Date: 2026-05-29
Dataset: citibike_large (2.5M rows, Sep 2020), artifact hash 29a208d050d1
Parquet path used: /Users/paddy/.tallyman-notebooks/projects/test-1/artifacts/catalog/entries/29a208d050d1/result.parquet
| # | Prompt | Result |
|---|---|---|
| 1 | count the number of null values in each column | pass — 1 wide row, all cols as int64 null counts |
| 2 | group rides by start_station_name and count how many rides started from each, show top 20 | pass — 20 rows |
| 3 | what's the average trip_duration by rideable_type? | pass — 2 rows |
| 4 | add a column for the hour of day from started_at, then group by hour and count rides | pass — 24 rows |
| 5 | what share of rides have a null end_station_name? | pass — 1 row, double |
| 6 | compute the mean and standard deviation of trip_duration | pass — 1 row |
| 7 | for each rideable_type, show min, max, mean, and median trip_duration | pass — used approx_median() |
| 8 | filter to rides longer than 60 minutes and count how many there are per rideable_type | pass — 2 rows |
| 9 | group by member_casual and rideable_type, give me count and average duration | pass — 4 rows |
| 10 | flag rides as 'long' if trip_duration > 3600 and 'short' otherwise | pass — 2.5M row mutate with ibis.case().when().else_().end() |
| 11 | fill missing end_station_name with 'unknown' | pass — fillna() works |
| 12 | for each start station, compute average trip duration — then filter to only stations with more than 100 rides | pass — 1063 rows; chaining .filter() on an aggregated table works (ibis HAVING equivalent) |
| 13 | compute the correlation between trip_duration and hour of day | pass — mutate(hour=).aggregate(r=a.corr(b)) works |
| 14 | show the median trip duration for each hour of the day | pass — 24 rows |
| 15 | fill missing end_station_name using the most common station name for that rideable_type | pass — window row_number() + left_join + fillna() |
read_project_file("citibike_large") does not resolve catalog aliases. It looks for a raw data file at .../data/citibike_large. To read a prior catalog entry from new code you must hardcode the artifact parquet path. There is no clean "read current version of alias X" API for use inside expressions.

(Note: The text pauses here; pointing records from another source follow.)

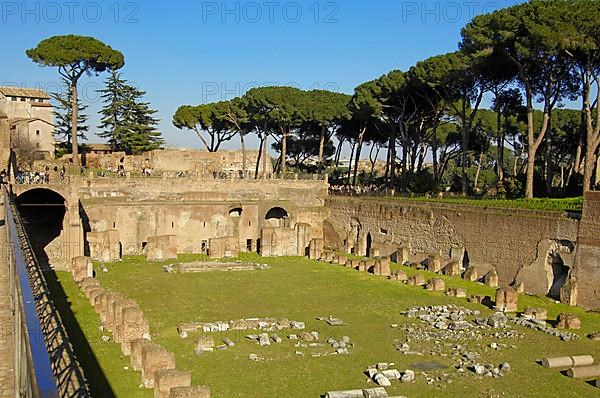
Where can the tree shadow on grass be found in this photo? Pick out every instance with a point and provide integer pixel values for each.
(43, 224)
(97, 382)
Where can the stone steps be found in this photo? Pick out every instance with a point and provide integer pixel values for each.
(6, 322)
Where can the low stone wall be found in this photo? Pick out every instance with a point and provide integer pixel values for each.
(585, 281)
(534, 248)
(124, 318)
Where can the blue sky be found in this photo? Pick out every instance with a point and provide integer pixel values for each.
(191, 52)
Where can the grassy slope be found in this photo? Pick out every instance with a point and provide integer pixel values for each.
(543, 204)
(302, 290)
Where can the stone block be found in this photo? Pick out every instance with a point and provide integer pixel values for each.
(133, 327)
(457, 292)
(374, 252)
(507, 299)
(136, 352)
(167, 379)
(520, 287)
(434, 263)
(416, 280)
(316, 248)
(369, 264)
(399, 276)
(471, 274)
(190, 392)
(92, 292)
(114, 305)
(479, 299)
(104, 246)
(81, 268)
(362, 266)
(204, 343)
(87, 283)
(115, 318)
(568, 293)
(436, 285)
(278, 241)
(568, 321)
(382, 266)
(155, 358)
(453, 268)
(160, 248)
(401, 255)
(491, 278)
(540, 314)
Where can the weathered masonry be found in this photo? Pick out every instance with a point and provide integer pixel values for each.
(550, 253)
(107, 218)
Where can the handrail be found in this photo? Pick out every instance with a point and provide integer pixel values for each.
(53, 368)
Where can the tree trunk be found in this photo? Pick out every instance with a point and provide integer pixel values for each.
(597, 173)
(284, 133)
(338, 153)
(549, 168)
(434, 154)
(533, 142)
(353, 146)
(243, 146)
(258, 158)
(74, 119)
(593, 133)
(478, 172)
(321, 150)
(499, 147)
(265, 154)
(361, 137)
(465, 148)
(530, 171)
(392, 165)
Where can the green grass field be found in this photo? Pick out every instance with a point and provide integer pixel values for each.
(300, 289)
(543, 204)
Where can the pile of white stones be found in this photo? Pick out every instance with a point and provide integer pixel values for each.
(383, 375)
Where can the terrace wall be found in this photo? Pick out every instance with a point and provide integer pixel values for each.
(544, 250)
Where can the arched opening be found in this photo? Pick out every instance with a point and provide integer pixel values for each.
(278, 217)
(42, 212)
(237, 212)
(560, 273)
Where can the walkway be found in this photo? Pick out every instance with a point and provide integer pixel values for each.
(6, 321)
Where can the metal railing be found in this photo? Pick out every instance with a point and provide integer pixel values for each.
(45, 363)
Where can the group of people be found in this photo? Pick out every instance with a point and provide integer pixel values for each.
(37, 177)
(349, 190)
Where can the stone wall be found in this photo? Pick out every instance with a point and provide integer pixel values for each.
(199, 213)
(585, 277)
(533, 247)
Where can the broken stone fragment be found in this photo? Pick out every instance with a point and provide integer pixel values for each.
(276, 338)
(381, 380)
(568, 321)
(264, 340)
(408, 376)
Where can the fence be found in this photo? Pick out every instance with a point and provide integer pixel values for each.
(45, 364)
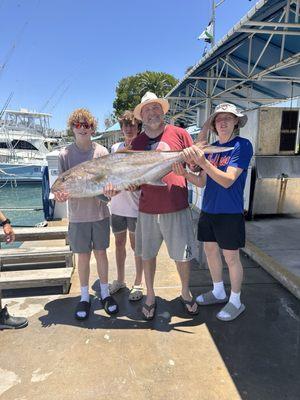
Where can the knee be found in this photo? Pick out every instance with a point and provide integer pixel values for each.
(120, 241)
(231, 257)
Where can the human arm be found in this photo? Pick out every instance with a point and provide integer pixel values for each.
(197, 180)
(240, 159)
(7, 229)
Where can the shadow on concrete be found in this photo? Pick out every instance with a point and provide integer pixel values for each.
(61, 312)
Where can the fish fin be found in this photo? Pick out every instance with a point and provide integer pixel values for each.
(103, 198)
(157, 183)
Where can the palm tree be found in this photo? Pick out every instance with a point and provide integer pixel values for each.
(156, 82)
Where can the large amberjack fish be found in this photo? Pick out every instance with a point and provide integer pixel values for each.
(122, 169)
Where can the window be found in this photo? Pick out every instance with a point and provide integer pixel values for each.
(23, 145)
(288, 130)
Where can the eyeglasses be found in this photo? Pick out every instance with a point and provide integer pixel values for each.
(224, 119)
(150, 143)
(84, 125)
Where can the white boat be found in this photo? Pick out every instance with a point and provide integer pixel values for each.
(25, 140)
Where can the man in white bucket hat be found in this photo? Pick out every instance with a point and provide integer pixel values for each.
(164, 212)
(221, 223)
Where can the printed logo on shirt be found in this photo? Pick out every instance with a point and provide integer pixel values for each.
(219, 160)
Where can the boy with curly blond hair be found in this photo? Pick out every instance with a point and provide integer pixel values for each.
(89, 228)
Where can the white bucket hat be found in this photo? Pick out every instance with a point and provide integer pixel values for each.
(150, 97)
(230, 108)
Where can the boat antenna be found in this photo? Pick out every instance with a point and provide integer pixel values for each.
(6, 104)
(12, 48)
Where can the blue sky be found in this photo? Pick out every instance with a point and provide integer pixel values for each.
(65, 54)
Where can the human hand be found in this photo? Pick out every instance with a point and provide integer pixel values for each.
(133, 188)
(9, 233)
(60, 196)
(194, 155)
(109, 190)
(178, 169)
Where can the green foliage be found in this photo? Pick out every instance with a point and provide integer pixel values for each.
(130, 89)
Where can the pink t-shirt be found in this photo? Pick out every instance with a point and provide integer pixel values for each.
(125, 204)
(87, 209)
(174, 196)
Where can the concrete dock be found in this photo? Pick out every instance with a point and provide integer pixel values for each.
(173, 357)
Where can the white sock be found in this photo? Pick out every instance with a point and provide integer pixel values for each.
(235, 299)
(105, 293)
(85, 296)
(219, 290)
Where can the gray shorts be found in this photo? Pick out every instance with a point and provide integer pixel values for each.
(176, 229)
(120, 224)
(87, 236)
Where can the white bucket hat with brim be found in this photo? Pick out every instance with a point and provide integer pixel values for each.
(148, 98)
(228, 108)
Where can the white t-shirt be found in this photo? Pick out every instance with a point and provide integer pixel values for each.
(87, 209)
(125, 204)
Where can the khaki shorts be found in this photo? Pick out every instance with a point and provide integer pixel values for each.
(120, 224)
(176, 229)
(87, 236)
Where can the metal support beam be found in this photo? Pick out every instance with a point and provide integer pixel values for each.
(275, 24)
(269, 31)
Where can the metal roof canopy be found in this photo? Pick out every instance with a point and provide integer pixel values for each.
(256, 63)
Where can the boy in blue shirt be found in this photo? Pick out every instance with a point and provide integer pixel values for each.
(221, 223)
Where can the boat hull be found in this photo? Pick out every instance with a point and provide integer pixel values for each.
(20, 173)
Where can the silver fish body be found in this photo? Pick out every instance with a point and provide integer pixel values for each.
(122, 169)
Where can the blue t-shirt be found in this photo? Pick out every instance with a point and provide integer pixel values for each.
(217, 199)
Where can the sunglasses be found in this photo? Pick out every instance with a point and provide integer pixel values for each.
(84, 125)
(150, 143)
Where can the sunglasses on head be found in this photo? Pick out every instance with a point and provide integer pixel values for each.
(84, 125)
(150, 143)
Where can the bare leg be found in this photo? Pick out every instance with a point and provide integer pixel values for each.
(120, 241)
(84, 268)
(214, 260)
(102, 265)
(138, 262)
(183, 269)
(149, 272)
(232, 258)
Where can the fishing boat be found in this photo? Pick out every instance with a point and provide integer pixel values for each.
(25, 140)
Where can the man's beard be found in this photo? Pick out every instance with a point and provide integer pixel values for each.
(155, 124)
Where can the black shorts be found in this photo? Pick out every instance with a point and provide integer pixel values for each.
(228, 230)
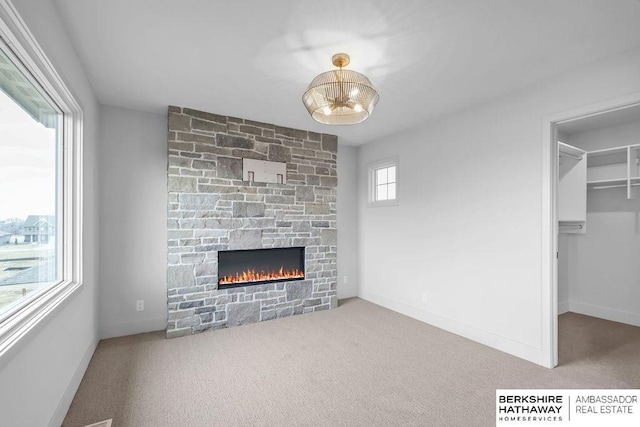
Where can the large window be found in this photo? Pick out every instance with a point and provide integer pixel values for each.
(40, 184)
(29, 169)
(383, 183)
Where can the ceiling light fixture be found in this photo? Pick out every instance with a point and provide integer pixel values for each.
(340, 97)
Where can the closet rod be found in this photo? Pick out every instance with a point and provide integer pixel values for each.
(571, 225)
(604, 187)
(571, 155)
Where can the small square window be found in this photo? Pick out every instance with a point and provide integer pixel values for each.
(383, 183)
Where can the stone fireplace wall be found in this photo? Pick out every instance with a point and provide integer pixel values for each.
(210, 208)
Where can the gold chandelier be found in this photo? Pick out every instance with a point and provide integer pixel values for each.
(340, 97)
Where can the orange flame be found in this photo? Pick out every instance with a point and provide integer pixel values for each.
(255, 276)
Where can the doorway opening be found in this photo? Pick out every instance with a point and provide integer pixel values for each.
(594, 230)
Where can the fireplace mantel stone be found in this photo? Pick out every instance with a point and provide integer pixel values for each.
(211, 209)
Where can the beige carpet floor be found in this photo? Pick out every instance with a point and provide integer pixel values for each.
(356, 365)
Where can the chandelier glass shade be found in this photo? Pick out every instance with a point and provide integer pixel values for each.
(340, 97)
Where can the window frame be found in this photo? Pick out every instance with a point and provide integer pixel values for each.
(373, 168)
(20, 45)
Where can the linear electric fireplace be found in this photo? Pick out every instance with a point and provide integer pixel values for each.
(256, 266)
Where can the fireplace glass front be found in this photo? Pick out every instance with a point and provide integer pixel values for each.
(256, 266)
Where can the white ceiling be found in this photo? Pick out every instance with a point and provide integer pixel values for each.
(254, 58)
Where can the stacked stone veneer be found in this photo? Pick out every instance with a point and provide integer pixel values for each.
(210, 208)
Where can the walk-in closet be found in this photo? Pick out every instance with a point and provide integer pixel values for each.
(598, 209)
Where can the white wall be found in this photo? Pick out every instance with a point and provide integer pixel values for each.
(468, 229)
(347, 221)
(40, 375)
(603, 272)
(133, 226)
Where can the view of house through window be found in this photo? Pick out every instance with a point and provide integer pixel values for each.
(29, 171)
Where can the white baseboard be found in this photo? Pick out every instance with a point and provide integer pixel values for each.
(563, 307)
(72, 387)
(518, 349)
(605, 313)
(347, 292)
(132, 328)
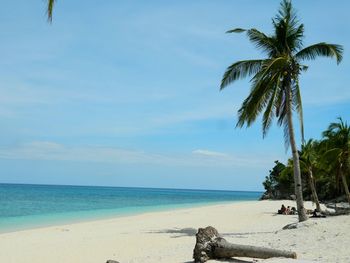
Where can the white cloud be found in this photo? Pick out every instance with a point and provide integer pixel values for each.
(45, 150)
(209, 153)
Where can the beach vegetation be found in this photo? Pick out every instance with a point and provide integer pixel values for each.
(275, 90)
(325, 168)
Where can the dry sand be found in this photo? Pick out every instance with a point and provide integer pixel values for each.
(169, 236)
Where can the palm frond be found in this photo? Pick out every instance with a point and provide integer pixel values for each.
(321, 49)
(262, 41)
(50, 5)
(236, 30)
(262, 90)
(240, 70)
(269, 111)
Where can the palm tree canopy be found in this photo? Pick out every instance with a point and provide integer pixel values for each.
(275, 79)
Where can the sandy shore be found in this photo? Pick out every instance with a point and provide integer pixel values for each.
(169, 236)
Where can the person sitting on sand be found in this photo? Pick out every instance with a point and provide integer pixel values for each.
(287, 210)
(293, 211)
(282, 210)
(316, 213)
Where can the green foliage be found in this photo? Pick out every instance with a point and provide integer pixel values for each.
(326, 158)
(49, 10)
(274, 80)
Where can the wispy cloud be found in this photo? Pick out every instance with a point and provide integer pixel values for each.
(209, 153)
(45, 150)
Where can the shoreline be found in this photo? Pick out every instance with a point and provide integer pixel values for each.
(169, 236)
(112, 214)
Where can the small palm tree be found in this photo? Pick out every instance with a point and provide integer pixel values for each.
(338, 143)
(309, 161)
(275, 90)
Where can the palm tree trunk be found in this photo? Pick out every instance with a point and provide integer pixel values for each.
(313, 190)
(296, 165)
(345, 184)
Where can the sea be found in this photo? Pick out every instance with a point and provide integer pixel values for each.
(26, 206)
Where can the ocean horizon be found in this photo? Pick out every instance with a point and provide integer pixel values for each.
(26, 206)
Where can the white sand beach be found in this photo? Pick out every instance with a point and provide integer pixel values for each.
(170, 236)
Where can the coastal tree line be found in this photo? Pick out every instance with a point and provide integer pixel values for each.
(325, 168)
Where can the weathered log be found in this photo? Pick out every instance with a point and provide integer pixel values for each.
(210, 245)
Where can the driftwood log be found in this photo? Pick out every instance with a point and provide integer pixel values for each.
(210, 245)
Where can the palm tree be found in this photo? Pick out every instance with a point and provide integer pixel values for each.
(308, 161)
(49, 10)
(275, 90)
(338, 143)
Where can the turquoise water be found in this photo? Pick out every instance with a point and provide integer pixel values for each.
(28, 206)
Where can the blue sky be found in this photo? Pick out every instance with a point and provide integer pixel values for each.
(126, 93)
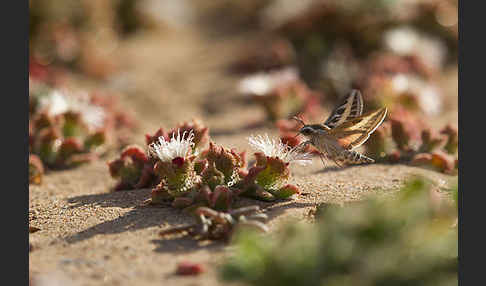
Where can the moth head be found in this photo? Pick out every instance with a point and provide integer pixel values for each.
(307, 130)
(313, 129)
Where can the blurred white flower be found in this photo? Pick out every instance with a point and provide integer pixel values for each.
(429, 97)
(180, 146)
(264, 82)
(60, 101)
(275, 148)
(408, 41)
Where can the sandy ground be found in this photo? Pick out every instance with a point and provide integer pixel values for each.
(92, 236)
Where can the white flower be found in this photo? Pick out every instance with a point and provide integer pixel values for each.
(263, 83)
(408, 41)
(180, 146)
(59, 102)
(429, 97)
(274, 148)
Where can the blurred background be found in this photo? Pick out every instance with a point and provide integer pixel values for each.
(332, 46)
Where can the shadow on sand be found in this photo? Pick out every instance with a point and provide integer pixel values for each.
(140, 217)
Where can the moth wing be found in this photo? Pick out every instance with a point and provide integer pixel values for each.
(351, 107)
(354, 132)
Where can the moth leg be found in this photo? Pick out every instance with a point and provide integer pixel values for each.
(322, 159)
(333, 156)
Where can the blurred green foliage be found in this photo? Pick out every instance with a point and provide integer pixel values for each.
(408, 240)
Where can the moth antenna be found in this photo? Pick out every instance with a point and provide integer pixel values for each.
(298, 120)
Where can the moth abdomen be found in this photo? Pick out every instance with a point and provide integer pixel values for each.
(353, 157)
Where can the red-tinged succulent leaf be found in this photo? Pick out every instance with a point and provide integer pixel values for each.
(177, 177)
(421, 159)
(275, 173)
(437, 161)
(405, 129)
(178, 161)
(152, 138)
(73, 124)
(452, 140)
(204, 194)
(70, 146)
(263, 195)
(395, 156)
(212, 176)
(444, 162)
(135, 152)
(182, 202)
(159, 194)
(201, 132)
(378, 144)
(189, 268)
(252, 174)
(430, 140)
(261, 159)
(226, 161)
(286, 191)
(221, 198)
(82, 158)
(36, 169)
(147, 176)
(200, 166)
(96, 139)
(46, 145)
(114, 167)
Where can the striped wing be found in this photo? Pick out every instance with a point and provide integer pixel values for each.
(354, 132)
(351, 107)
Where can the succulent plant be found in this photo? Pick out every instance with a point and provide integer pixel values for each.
(68, 128)
(133, 169)
(404, 241)
(268, 178)
(36, 170)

| # | Predicted | Actual |
|---|---|---|
| 1 | .describe() on ibis column |
CONFIRMED — AttributeError: 'IntegerColumn' object has no attribute 'describe' |
| 2 | .dt.hour pandas accessor |
CONFIRMED — AttributeError: 'TimestampColumn' object has no attribute 'dt' |
| 3 | import ibis directly |
CONFIRMED — but failure is silent until catalog save time. Expression constructs fine; xorq's ExprDumper then rejects it with a wall-of-text TypeError about ibis vs xorq.vendor.ibis type mismatch. No actionable hint for an LLM. |
| 4 | isnull().mean() fails |
WRONG — works, returns correct double percentage |
| 5 | median() fails, must use approx_median() |
WRONG — both work |
| 6 | ibis._ wildcard in .select() |
CONFIRMED — AttributeError: 'Table' object has no attribute 'name' with unhelpful "Did you mean: 'rename'?" |
Null count output format. Prompt 1 returns a single wide row (1 × 14, all int64). Correct but awkward to display. A long-format (column_name, null_count) table requires a Python-level loop to build a union — not expressible as a single ibis expression. An LLM will likely need to post-process in Python to pivot the result.
Prompt 4 subtle correctness risk. After t.mutate(hour=...), the aggregate referenced t.ride_id.count() using the pre-mutated table binding. It works here because ride_id is still present after mutate, but the mutated table is a different expression object. An LLM that doesn't capture the mutated table to a variable and uses the original t in downstream aggregates is silently correct in most cases but could fail if the aggregation referenced the new column.
import ibis failure is the nastiest. The error ('expr' must be <class 'xorq.vendor.ibis.expr.types.core.Expr'>) gives no hint about the cause. A clearer message — "Did you use import ibis instead of import xorq.vendor.ibis as ibis?" — would save significant debugging time.